What Computer Do I Need For a Visualizer?

3D visualizers are cool, but can your computer run it and how do you know if you have enough computer that can handle a visualizer? In this post, we’re going to discuss the key factor that is needed to run your visualizer.

There are generally two types of people when it comes to selecting a computer for their visualizer. You have those that want to purchase the best gaming computer for their visualizer or you have those that are eyeing up that 5+ year old computer sitting in the corner. How do you know which one would be a good fit?

System Requirements

When looking at visualizers, you may notice that most of them don’t offer a minimum hardware requirement. Or when they do, it seems to be very vague. Sure, you have the PC and Mac system requirements and maybe some graphic information, but that’s pretty much it.

We’re going to dive more into suggestions on what you may need but a good piece to note is that the visualizer programs are constantly improving. Not only with their ability but also becoming more efficient for the computer’s sake. For a lot of us that want to make what we already have work, it’s a relief.


When discussing visualizers just remember it’s all about the graphics. I’ve had students that are able to run their visualizers on a fairly old computer and it’s able to do it well. So, what’s the difference? It’s all in updating your graphic cards.
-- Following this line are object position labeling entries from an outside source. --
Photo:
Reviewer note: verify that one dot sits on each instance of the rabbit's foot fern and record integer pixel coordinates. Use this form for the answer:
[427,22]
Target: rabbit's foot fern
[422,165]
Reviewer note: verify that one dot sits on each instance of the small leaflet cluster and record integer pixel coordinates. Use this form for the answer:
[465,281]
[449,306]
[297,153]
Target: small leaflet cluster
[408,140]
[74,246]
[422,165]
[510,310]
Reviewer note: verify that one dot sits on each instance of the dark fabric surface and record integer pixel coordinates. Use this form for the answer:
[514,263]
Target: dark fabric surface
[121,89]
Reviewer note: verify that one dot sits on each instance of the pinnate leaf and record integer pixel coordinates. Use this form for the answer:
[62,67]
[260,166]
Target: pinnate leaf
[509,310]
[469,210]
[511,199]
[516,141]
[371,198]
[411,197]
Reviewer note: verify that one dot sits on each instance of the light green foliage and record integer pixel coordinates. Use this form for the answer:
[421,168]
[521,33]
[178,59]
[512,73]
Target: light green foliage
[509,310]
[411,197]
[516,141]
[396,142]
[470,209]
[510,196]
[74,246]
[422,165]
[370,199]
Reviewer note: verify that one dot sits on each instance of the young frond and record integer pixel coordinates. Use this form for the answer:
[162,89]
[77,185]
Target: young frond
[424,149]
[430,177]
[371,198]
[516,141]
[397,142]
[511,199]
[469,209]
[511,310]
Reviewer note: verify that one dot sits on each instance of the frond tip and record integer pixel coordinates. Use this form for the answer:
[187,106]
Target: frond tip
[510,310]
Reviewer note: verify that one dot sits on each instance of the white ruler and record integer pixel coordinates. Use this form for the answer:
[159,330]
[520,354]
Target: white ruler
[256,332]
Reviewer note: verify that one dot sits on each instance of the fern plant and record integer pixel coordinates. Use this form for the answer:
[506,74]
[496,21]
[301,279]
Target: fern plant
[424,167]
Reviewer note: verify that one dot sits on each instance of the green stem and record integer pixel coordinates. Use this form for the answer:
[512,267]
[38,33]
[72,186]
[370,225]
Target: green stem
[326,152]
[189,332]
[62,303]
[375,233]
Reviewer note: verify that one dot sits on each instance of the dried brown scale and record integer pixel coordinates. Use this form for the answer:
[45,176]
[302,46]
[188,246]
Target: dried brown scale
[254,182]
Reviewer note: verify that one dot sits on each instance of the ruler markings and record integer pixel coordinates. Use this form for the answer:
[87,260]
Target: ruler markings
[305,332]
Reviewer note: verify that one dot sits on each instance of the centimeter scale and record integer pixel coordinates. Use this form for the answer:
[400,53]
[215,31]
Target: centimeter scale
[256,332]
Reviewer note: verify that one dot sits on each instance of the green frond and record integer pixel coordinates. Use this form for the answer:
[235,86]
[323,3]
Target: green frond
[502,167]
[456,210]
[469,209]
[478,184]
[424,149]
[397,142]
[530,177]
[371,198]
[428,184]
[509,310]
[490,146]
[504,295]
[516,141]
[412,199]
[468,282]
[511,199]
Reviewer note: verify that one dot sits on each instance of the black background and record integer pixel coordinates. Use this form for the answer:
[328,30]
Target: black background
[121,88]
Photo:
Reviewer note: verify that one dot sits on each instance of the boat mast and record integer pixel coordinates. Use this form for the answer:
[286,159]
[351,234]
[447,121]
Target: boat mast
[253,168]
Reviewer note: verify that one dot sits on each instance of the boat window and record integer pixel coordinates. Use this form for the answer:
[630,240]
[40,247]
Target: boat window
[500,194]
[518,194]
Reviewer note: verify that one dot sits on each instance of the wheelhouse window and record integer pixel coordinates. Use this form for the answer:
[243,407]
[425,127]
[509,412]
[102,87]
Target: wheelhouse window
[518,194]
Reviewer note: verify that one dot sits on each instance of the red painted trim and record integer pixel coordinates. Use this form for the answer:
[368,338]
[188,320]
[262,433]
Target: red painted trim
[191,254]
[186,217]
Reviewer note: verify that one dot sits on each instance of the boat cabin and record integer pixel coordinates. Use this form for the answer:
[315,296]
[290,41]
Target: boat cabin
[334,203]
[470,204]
Depending on the graphic card, there might be a little lag when moving some items around or if you turn everything on at once but the visualizer is able to do what it’s designed to do.

In my personal opinion, updating the graphic cards is a better and more cost efficient approach than investing in a brand new computer. Some new computers come with a entry level graphic card and that will still give you issues when working with a visualizer.

While there’s no guide on what a “good” graphic card is just know that you have the options to decide what you want from your computer and visualizer. If you’re on a budget, you can always dial down the lighting and the stage but still be able to design and visualize your lights. It might not be 100% on point but you’ll get the general idea of how your lights will look.

A common suggestion I share is that if you’re working with a small to medium size stage, I recommend using a standard computer and consider investing in a $100 – $200 graphic card. This will get your computer and visualizer what it needs and be able to perform very well.

Just know that whichever route you decide to take that your visualizer will work regardless. It might lag at times when trying to do certain actions but it will always do what it’s meant to. You can always upgrade your graphics down the road.

PC or Mac?

The age old question that always comes up is PC or Mac? I always like to shar that I began as a loyal Mac user but over the years I shifted to being a PC user. I use PC for just about everything and it does a very good job.

If you’re a loyal Mac user that is completely fine. There are visualizers you can use such as the Capture or Chamsys MagicVis. But with a PC, you’ll have access to more.

When it comes to purchasing a PC there are going to be many options. Just know that most brands have low end units and high end units. Do not purchase the low end units. Instead, I recommend aiming for the middle range.

Lastly, laptops or desktops? Laptops are great for mobility but the downside to laptops is that is generally harder and more expensive to upgrade your graphics. This makes desktops more ideal as it’s easier to work with and less expensive when you want to make upgrades.